Pour les quatre ans du plan vélo, le gouvernement remet au pot. La Première ministre, Elisabeth Borne, a annoncé mardi 20 septembre depuis la cour de Matignon qu’un nouveau fonds de 250 millions d’euros allait être débloqué en 2023 pour assurer le développement de ce mode de déplacement en France. C’est elle qui, en tant que ministre des Transports, avait annoncé le premier plan vélo, d’un montant de 350 millions d’euros sur sept ans.
Une somme qui, selon le ministre de la Transition écologique, Christophe Béchu, a été dépensée « en seulement quatre ans ». La nouvelle enveloppe aura essentiellement pour vocation de poursuivre l’aménagement d'infrastructures cyclables et à assurer le soutien à l’acquisition de vélos à travers le pays.

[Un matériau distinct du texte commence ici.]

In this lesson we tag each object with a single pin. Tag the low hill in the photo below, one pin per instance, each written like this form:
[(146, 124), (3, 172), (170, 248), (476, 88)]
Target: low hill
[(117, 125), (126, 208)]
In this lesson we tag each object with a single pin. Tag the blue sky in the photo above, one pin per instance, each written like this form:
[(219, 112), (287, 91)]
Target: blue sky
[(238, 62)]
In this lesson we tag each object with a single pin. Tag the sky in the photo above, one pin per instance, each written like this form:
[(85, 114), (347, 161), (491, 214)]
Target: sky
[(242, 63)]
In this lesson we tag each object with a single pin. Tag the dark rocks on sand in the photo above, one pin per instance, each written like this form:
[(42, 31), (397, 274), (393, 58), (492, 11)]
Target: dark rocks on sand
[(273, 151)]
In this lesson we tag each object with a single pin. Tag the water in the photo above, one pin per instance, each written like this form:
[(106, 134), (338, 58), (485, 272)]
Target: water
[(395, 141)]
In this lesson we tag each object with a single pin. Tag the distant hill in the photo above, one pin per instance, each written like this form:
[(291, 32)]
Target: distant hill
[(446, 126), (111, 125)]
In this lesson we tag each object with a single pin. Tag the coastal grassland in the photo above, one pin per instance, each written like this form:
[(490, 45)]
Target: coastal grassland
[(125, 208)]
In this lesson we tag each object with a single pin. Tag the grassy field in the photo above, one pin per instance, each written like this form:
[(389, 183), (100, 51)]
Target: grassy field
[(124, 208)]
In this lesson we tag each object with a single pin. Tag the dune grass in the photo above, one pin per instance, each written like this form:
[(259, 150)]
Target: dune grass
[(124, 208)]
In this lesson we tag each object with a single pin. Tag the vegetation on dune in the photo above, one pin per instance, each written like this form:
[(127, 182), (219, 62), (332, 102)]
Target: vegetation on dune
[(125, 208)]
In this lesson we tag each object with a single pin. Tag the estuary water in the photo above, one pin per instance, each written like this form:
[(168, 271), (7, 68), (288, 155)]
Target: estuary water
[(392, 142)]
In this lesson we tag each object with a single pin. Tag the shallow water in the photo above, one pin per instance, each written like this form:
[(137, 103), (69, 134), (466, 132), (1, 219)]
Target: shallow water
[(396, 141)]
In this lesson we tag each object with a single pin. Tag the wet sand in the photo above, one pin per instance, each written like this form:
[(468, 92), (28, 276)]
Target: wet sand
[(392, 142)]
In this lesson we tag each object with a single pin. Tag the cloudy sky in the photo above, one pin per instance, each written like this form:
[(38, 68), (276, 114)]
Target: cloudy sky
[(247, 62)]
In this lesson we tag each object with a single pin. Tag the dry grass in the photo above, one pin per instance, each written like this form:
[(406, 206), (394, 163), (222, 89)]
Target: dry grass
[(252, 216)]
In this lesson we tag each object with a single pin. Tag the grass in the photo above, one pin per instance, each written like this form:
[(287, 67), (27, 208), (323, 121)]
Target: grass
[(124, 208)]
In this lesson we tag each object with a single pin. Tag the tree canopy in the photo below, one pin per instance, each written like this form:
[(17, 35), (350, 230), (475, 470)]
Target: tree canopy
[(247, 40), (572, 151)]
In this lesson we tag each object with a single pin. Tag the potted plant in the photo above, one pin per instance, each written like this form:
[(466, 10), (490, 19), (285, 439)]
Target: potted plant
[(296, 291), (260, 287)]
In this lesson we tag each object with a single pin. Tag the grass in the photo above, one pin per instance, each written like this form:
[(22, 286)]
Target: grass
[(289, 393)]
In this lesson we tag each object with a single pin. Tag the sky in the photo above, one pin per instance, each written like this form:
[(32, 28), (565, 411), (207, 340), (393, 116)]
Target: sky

Dans une allocution, la Première ministre a ajouté que ce fonds aurait également vocation à « faire une filière française du vélo ». « Le ministre de l’Industrie va porter cette ambition […] à la fois de l’assemblage au recyclage, avec tout ce que l’on peut créer aussi comme emplois dans la réparation », a assuré Elisabeth Borne, sans fournir de détails supplémentaires. Pour « faire de la France » une « nation du vélo», elle indique qu’un comité interministériel sera lancé à l’automne. Dans ce cadre, des réunions seront prévues tous les six mois.
L’assemblage de vélos augmente en France
Poussée par le bond du marché, la production – plus précisément, l’assemblage – de vélos regagne peu à peu du terrain en France. A côté des grandes usines comme la Manufacture française du cycle (MFC) implantée à Marchecoul en Loire-Atlantique, les nouveaux entrants gonflent progressivement leurs capacités. A la mi-septembre, la start-up Eovolt a par exemple annoncé avoir levé 16 millions d’euros pour tripler ses capacités de production en France dans son usine de Genas dans le Rhône. L’entreprise compte aussi réaliser sur place le rayonnage des roues.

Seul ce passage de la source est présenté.